One of the major outstanding challenges in Minecraft is that of building. While Andy is one of the only AI systems that can build in Minecraft, it is still a challenge. All of Andy’s building projects are done by writing javascript code that repeatedly calls the !placeBlock command. As a result, buildings tend to be simple, repetitive, or misaligned. Also, building projects are always placed where the bot is currently standing, so they can end up in awkward positions. Despite these limitations, Andy can be capable of impressive constructions that offer unique insight into the coding abilities and creativity of LLMs.

Reception

Due to Emergent Garden’s MINDcraft youtube videos and its relative ease of use, MINDcraft has caught public attention and been featured in multiple youtubers’ videos along with viral twitter and reddit posts. In addition, many startups are also exploring the use of LLMs for playing Minecraft.

Many posts regarding MINDcraft are heavily dramatized, anthropomorphizing Andy by ascribing intent and personality to the bot. Our MINDcraft content tries to be upfront about what Andy is actually doing as opposed to sensationalizing its actions. We understand that good storytelling captures the attention of an online audience, but we also want to clarify Andy’s inner workings.

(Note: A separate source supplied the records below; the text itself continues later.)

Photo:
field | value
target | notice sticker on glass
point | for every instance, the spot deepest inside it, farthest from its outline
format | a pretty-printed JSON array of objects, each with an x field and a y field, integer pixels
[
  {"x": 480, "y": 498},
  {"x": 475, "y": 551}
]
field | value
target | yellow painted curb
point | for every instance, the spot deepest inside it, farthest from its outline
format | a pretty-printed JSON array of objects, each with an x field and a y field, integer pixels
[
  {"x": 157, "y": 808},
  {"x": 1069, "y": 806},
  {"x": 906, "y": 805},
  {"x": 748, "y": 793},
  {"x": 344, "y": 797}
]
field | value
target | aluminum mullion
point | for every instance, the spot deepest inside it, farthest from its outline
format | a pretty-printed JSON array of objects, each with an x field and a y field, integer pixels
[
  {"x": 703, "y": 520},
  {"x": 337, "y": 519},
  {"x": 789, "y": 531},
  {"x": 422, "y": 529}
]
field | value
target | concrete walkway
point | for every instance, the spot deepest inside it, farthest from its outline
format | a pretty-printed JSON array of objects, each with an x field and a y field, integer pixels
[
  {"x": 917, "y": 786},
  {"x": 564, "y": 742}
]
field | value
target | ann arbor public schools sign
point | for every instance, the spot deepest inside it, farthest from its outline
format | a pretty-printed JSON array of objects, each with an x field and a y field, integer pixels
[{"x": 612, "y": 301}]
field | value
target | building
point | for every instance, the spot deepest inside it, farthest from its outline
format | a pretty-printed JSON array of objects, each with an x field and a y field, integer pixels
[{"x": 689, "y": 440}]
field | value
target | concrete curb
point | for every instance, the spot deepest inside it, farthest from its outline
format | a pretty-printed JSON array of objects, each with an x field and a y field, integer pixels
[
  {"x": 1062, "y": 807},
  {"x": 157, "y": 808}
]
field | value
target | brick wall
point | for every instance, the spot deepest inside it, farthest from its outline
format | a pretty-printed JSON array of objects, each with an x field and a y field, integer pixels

For example, as of right now, Andy does not learn while playing. Andy cannot see. Running from mobs and picking up nearby items happens automatically without prompting the LLM. Andy uses a pathfinder, and the LLM does not make navigation decisions other than choosing a target block, player, or coordinate (so it is the pathfinder’s fault Andy does not use doors).

However, for the most part, Andy really does what videos and other posts say it does! There is no human behind the scenes pretending to be Andy. All of the messages sent to chat are written by an LLM. We’re excited to continue making improvements to MINDcraft that will make Andy more fun, helpful, and impressive.

Links

References

Baker, Bowen, Ilge Akkaya, Peter Zhokov, Joost Huizinga, Jie Tang, Adrien Ecoffet, Brandon Houghton, Raul Sampedro, and Jeff Clune. “Video pretraining (vpt): Learning to act by watching unlabeled online videos.” Advances in Neural Information Processing Systems 35 (2022): 24639-24654.

Hafner, Danijar, Jurgis Pasukonis, Jimmy Ba, and Timothy Lillicrap. “Mastering diverse domains through world models.” arXiv preprint arXiv:2301.04104 (2023).

Nottingham, Kolby, Prithviraj Ammanabrolu, Alane Suhr, Yejin Choi, Hannaneh Hajishirzi, Sameer Singh, and Roy Fox. “Do embodied agents dream of pixelated sheep: Embodied decision making using language guided world modelling.” In International Conference on Machine Learning, pp. 26311-26325. PMLR, 2023.

Schick, Timo, Jane Dwivedi-Yu, Roberto Dessì, Roberta Raileanu, Maria Lomeli, Eric Hambro, Luke Zettlemoyer, Nicola Cancedda, and Thomas Scialom. “Toolformer: Language models can teach themselves to use tools.” Advances in Neural Information Processing Systems 36 (2024).

Wang, Guanzhi, Yuqi Xie, Yunfan Jiang, Ajay Mandlekar, Chaowei Xiao, Yuke Zhu, Linxi Fan, and Anima Anandkumar. “Voyager: An open-ended embodied agent with large language models.” arXiv preprint arXiv:2305.16291 (2023).